Dominik: Auf jeden Fall entspannter, so bleibt einiges an Stress mit der Orga im Vorfeld erspart.

Wart Ihr eigentlich schon mal vorher als Besucher beim EselRock? Eure Highlights?
Kristof: Seit der ersten Ausgabe jedes Jahr dabei. Mein persönliches Highlight waren damals die Ohrbooten. Müsste 2011 gewesen sein oder? Das war auf jeden Fall 'ne einzige Party!
Dominik: Auch ich hab kein einziges Festival verpasst.
Thomas: Ich war 2011 zum ersten Mal zusammen mit Kristof auf dem EselRock. Ohrbooten hat damals gut gefetzt! Aber auch Bakkushan im letzten Jahr war spitze.

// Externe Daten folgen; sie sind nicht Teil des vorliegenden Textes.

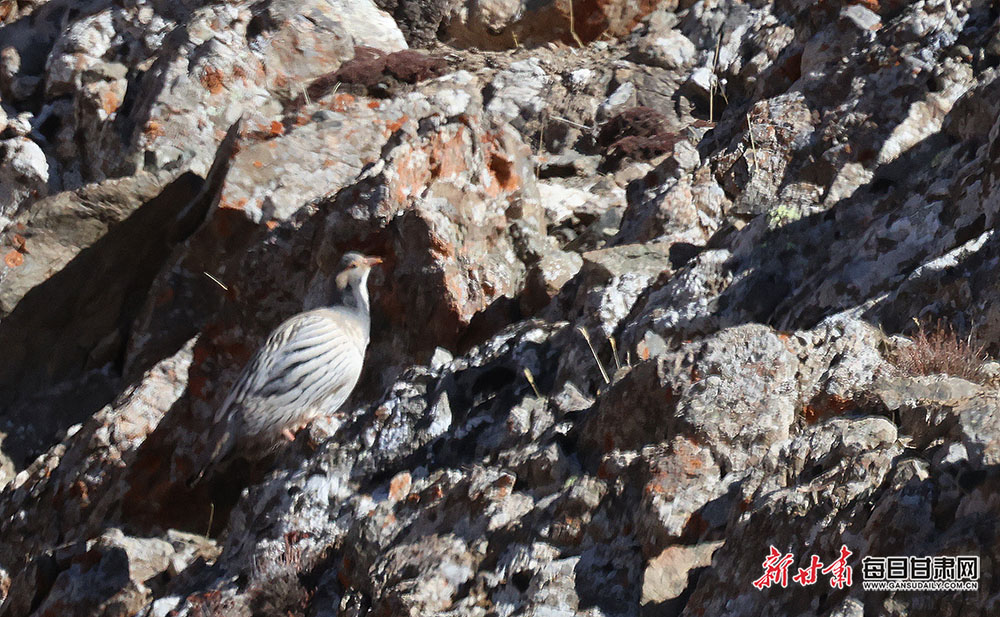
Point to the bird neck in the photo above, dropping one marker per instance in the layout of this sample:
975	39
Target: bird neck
355	299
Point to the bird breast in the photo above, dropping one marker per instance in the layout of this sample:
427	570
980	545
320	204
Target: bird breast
308	366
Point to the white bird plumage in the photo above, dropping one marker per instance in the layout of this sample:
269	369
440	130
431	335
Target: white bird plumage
308	365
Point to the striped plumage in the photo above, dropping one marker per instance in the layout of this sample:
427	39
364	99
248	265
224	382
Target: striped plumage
307	366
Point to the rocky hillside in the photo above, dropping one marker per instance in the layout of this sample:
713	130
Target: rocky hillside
666	284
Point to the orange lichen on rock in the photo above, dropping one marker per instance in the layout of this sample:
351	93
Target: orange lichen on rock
13	258
213	79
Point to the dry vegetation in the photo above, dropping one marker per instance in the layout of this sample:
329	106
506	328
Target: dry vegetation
938	349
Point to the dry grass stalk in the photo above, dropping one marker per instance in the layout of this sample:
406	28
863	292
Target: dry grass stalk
939	350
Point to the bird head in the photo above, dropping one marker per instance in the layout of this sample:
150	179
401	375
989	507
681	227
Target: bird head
352	280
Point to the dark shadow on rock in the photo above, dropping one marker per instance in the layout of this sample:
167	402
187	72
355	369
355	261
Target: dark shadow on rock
850	250
65	341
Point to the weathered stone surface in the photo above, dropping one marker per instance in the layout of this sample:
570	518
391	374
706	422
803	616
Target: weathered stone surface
647	273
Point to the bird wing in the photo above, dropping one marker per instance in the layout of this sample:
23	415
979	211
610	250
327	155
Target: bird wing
310	358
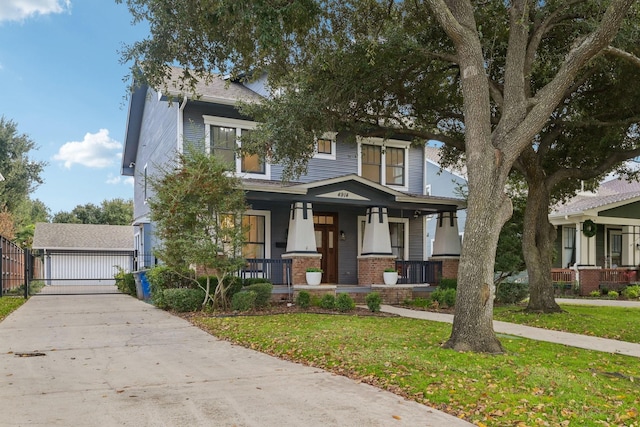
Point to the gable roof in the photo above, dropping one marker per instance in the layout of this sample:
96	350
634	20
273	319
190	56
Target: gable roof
216	90
83	236
609	194
432	155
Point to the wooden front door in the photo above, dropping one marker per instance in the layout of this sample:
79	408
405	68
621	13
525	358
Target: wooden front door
326	229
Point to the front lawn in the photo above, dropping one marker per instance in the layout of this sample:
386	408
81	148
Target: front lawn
534	383
9	304
619	323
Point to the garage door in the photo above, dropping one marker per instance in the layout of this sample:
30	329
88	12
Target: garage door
81	272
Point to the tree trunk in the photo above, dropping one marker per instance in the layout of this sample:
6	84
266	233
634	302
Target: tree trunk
488	209
537	247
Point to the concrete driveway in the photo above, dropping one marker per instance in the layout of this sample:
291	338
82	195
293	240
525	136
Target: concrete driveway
111	360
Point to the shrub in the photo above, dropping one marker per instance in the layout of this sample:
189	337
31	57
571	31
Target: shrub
631	292
244	300
328	301
303	300
233	285
263	293
162	278
344	303
446	283
373	301
444	297
35	286
420	302
511	292
183	299
125	282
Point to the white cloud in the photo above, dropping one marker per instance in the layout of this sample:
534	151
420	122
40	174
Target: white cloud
96	150
19	10
115	180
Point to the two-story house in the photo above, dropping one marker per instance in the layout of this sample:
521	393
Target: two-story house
361	207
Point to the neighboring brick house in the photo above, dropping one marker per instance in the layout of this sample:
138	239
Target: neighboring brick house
599	236
361	206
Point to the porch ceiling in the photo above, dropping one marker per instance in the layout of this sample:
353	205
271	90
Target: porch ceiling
351	190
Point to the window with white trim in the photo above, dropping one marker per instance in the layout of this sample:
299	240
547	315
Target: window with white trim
326	146
223	138
384	163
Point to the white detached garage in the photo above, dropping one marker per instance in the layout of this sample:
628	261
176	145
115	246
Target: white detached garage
83	254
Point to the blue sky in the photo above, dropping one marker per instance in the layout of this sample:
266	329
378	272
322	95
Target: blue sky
61	82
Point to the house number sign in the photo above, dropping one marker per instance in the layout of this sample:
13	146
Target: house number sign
343	194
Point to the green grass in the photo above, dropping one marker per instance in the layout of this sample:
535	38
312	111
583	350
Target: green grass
617	323
9	304
532	384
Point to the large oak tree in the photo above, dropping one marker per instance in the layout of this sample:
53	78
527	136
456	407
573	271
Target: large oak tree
371	67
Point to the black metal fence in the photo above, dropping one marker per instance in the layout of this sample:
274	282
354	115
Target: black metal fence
15	268
276	271
416	272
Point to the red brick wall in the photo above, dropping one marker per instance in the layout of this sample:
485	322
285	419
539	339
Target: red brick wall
450	268
370	269
299	265
589	280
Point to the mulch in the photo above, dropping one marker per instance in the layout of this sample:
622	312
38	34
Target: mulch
284	308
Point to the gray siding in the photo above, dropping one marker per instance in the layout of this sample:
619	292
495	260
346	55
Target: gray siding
158	142
416	161
443	183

Lieber unter freiem Himmel als in jeder Halle

Generell umsonst&draußen-Festivals, Eure Erfahrungen und Meinungen?
Kristof: Find' ich 'ne gute Sache. Solche Festivals bieten auch Musikfreunden die Möglichkeit ein Festival zu besuchen, die sonst vielleicht nicht die Kohle für die teuren Tickets haben. Das Publikum ist auf jeden Fall immer erste Sahne, und ich würde sowie so jedes Open Air, jeder Halle vorziehen. Ich liebe es einfach unter freiem Himmel zu spielen.
Dominik: Kristof sagt es. Ganz klar.

Was haltet Ihr denn vom EselRock? An dieser Stelle bist Du von der Frage ausgeschlossen, Dominik. Also, Kristof?
Kristof: Tja, was soll ich da groß sagen? Als Bollo uns die Zusage fürs Festival überbracht hat, hätte ich ihn beinahe mit Zunge geknutscht. (lacht) Reicht das?

Hm ... joa: Das reicht. Ich hätte es gern gesehen. Was würdet Ihr Euch für Euren Auftritt beim EselRock wünschen?
Kristof: Geiles Wetter, geile Leute und einfach 'ne richtig geile Zeit mit dem Publikum und den anderen Bands!
Dominik: Befreundete Bands wiedersehen, die wir seit langer Zeit nicht mehr gesehen haben, gutes Wetter und ein kühles Bier nach einer geilen Show.
Thomas: Gutes Wetter ist für Festivals natürlich immer cool, aber wenn die Leute Bock auf Musik und Feiern haben ist auch Regen kein Hindernis. Mein Wunsch also: geile Partypeople, die Lust auf ein geiles Festival haben.

Und nun die Chance: Ihr habt die Möglichkeit, der ganzen Welt oder zumindest einem Teil – dem, der dieses Interview hier liest, mal das zu sagen, was Euch auf dem Herzen liegt. Zwei Sätze – ohne Zensur. Also fast ohne.
Kristof:Leute, kommt zum EselRock und feiert mit uns und den anderen Bands ein unvergessliches EselRock 2015! Aber tut uns einen Gefallen, übertreibt es mit dem Alkohol nicht. Voll wie ein Baggerloch kann man doch nicht wirklich das Festival und die Musik genießen.